Should love front-end technologies and making beautiful interfaces functional.
We're really into this stuff, we're looking for somebody to share our
obsession. Javascript, Typescript and SASS are the main tools they would be
working with.

2\. What is boardme's stack?

Client: HTML, SASS, Typescript, Webpack etc.

Backend: Node, Typescript, Express, Mongo, etc.

Infra and automation: Ubuntu, Docker, Swarm, Jenkins

3\. If i am a customer, why should i choose boardme?

I will not sell you on the value of customer onboarding, because that just
speaks for itself in 2019. If there weren't tremendous value to it, you
wouldn't see every big name in the software industry implementing it. In fact,
the truth is you would have to search really hard to find an example of a
successful application that is not leveraging it.
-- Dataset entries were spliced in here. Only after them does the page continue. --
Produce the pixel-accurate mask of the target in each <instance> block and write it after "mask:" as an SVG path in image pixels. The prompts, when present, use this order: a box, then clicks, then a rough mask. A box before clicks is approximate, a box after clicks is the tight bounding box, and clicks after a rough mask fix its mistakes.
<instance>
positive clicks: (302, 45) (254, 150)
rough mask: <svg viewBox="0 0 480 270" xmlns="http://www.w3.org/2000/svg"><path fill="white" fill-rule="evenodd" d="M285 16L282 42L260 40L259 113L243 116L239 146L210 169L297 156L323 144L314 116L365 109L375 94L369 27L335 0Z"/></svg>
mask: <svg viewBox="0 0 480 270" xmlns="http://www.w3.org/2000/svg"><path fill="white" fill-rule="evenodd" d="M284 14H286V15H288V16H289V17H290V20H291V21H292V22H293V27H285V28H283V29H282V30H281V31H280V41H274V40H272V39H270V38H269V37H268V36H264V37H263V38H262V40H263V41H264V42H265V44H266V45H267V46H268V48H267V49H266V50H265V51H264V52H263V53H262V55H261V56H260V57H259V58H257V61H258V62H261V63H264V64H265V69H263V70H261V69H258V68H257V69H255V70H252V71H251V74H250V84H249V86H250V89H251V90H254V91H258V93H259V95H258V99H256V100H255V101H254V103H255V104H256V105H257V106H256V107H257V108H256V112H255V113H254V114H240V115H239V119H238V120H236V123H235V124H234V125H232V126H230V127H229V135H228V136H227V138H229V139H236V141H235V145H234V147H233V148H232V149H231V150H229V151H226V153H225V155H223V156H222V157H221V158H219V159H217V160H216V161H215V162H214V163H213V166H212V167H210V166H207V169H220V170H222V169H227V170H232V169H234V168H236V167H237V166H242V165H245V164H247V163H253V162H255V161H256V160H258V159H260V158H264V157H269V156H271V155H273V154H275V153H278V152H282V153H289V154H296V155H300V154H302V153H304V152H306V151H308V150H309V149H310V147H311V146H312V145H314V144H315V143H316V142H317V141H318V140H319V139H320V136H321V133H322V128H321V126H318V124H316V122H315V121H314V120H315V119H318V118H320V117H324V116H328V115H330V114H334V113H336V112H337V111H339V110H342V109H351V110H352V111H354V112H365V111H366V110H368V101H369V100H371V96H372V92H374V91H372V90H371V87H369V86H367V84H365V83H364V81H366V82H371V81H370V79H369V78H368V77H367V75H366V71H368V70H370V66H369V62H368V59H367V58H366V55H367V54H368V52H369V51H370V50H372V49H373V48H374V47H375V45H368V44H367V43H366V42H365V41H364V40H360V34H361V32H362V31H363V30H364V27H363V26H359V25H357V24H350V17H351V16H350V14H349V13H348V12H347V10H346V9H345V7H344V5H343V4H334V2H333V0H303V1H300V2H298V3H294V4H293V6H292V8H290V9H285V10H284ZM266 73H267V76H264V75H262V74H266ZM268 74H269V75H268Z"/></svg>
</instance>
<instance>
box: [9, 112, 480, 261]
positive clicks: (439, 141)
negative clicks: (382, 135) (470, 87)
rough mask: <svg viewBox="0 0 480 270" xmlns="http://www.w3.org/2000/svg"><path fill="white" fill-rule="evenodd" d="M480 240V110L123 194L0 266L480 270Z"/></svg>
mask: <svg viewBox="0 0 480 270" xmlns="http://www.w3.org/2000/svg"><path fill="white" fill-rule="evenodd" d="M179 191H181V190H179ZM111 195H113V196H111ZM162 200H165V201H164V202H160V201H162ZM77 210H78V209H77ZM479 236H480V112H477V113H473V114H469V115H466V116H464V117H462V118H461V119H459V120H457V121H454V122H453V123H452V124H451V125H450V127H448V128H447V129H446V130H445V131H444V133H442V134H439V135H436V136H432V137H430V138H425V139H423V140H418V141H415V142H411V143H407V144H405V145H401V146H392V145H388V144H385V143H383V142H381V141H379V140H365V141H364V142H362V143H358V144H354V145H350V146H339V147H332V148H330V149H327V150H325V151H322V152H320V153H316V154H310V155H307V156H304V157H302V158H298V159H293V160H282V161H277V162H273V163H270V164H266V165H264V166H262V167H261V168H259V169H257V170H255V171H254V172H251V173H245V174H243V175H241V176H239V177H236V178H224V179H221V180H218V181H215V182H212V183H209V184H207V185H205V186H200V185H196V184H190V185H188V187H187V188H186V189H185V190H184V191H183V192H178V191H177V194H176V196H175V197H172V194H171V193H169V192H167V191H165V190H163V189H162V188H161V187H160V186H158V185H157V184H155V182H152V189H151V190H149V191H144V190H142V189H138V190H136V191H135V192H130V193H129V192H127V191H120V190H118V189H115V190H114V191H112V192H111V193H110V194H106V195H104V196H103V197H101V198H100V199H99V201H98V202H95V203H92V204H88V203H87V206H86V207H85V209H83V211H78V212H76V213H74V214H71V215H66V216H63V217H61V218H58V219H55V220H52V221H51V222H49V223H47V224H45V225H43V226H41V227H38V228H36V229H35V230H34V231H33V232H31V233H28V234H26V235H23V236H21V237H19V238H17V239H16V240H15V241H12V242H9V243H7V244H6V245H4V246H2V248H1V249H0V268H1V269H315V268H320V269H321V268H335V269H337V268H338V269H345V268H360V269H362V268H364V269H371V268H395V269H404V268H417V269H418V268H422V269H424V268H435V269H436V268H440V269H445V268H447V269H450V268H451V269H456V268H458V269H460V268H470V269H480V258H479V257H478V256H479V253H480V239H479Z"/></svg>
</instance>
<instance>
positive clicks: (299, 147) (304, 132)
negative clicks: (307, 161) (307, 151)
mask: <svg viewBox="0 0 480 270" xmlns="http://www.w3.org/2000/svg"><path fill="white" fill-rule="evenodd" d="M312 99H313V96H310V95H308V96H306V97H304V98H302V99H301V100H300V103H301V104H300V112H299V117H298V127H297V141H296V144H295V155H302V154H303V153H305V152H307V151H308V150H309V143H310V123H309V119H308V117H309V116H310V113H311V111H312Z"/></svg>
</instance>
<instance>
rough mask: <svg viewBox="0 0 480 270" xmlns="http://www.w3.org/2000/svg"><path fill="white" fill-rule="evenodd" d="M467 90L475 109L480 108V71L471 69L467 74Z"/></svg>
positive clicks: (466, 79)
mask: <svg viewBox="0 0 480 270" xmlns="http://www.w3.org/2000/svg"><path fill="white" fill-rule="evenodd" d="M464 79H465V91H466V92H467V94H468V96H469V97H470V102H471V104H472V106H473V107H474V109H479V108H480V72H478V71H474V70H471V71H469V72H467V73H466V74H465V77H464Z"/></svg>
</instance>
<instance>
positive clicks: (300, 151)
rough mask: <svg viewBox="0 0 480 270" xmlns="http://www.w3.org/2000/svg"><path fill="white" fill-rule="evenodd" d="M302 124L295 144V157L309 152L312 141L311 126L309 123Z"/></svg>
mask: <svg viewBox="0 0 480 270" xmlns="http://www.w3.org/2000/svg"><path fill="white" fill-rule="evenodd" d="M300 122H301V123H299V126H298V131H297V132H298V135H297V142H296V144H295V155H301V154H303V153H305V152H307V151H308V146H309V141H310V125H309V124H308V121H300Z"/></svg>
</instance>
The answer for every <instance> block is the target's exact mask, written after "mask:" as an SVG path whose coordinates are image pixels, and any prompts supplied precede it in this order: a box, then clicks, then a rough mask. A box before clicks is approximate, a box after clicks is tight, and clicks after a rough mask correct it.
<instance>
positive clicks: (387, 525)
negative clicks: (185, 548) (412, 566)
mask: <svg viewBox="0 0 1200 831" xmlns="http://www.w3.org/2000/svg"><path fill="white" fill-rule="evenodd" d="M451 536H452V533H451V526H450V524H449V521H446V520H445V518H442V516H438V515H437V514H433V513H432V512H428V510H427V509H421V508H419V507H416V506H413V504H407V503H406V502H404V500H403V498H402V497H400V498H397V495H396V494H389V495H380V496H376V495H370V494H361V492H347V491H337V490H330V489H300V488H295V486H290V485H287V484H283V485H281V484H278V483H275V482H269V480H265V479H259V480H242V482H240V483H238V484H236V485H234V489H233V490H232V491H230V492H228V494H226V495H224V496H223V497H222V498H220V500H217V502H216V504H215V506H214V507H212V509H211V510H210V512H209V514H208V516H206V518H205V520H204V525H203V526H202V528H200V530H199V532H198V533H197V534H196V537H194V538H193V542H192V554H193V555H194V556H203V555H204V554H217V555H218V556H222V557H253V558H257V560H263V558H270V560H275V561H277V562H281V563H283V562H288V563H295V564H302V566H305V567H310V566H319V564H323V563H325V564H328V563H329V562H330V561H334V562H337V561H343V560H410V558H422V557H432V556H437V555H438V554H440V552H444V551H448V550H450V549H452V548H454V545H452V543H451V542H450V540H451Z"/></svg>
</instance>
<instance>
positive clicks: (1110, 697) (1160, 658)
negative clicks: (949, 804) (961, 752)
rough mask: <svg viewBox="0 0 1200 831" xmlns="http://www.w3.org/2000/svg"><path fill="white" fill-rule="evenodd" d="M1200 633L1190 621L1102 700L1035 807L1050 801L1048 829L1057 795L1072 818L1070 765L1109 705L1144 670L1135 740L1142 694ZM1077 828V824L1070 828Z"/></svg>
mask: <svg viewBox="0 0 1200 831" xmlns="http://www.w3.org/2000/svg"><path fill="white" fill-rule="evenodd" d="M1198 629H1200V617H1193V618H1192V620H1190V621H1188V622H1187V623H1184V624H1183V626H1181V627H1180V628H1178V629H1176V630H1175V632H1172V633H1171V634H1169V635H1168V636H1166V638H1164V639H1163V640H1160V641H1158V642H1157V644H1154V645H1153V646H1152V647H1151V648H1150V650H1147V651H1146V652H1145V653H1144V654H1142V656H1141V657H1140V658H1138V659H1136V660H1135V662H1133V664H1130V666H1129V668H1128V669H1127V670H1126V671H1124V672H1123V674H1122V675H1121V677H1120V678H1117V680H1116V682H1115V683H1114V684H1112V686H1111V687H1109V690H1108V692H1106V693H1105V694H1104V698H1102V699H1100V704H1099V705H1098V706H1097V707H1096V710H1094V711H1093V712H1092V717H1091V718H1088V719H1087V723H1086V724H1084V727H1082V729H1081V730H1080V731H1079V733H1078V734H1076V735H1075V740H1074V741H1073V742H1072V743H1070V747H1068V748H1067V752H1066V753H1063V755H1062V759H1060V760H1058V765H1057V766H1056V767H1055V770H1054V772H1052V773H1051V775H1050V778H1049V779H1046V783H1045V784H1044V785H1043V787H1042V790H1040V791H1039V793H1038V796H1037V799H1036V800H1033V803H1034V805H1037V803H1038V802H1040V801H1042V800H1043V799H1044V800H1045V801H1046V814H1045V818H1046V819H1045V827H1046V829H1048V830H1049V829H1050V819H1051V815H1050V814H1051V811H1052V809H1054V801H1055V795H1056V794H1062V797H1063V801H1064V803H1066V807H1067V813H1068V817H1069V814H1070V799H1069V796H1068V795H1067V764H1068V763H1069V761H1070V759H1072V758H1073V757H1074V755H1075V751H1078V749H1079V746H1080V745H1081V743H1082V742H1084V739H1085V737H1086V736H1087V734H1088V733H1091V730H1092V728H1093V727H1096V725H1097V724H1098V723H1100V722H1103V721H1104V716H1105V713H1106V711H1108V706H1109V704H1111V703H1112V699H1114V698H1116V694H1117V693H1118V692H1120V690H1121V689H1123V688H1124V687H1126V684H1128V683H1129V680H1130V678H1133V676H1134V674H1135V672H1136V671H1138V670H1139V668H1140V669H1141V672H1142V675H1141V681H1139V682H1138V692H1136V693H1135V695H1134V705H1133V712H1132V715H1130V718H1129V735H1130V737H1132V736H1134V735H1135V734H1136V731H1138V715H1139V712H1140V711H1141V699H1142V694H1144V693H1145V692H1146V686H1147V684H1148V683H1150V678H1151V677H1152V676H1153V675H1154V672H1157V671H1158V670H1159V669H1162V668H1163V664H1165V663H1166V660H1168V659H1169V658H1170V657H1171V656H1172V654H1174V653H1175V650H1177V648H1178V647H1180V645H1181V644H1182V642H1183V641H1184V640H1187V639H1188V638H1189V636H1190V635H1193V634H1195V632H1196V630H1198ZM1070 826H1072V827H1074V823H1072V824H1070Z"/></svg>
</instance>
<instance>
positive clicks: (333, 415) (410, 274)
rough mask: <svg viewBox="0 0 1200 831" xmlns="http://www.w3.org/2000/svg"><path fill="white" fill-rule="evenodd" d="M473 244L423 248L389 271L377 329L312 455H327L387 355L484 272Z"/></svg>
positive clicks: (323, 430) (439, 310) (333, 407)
It is crucial to the success of your application, but at the same time it is a
feature that the users come across rarely during their lifespan as an active
user. The effort and expense it takes to implement and maintain it remains the
same though. Thousands of dollars or lots of manhours.

So I will instead propose this. Instead of spending a lot of time coding and
debugging your onboarding solution, or spending thousands of dollars to
outsource the development and maintenance, you could use boardme to set up
your onboarding with a few clicks, and for a fraction of the cost.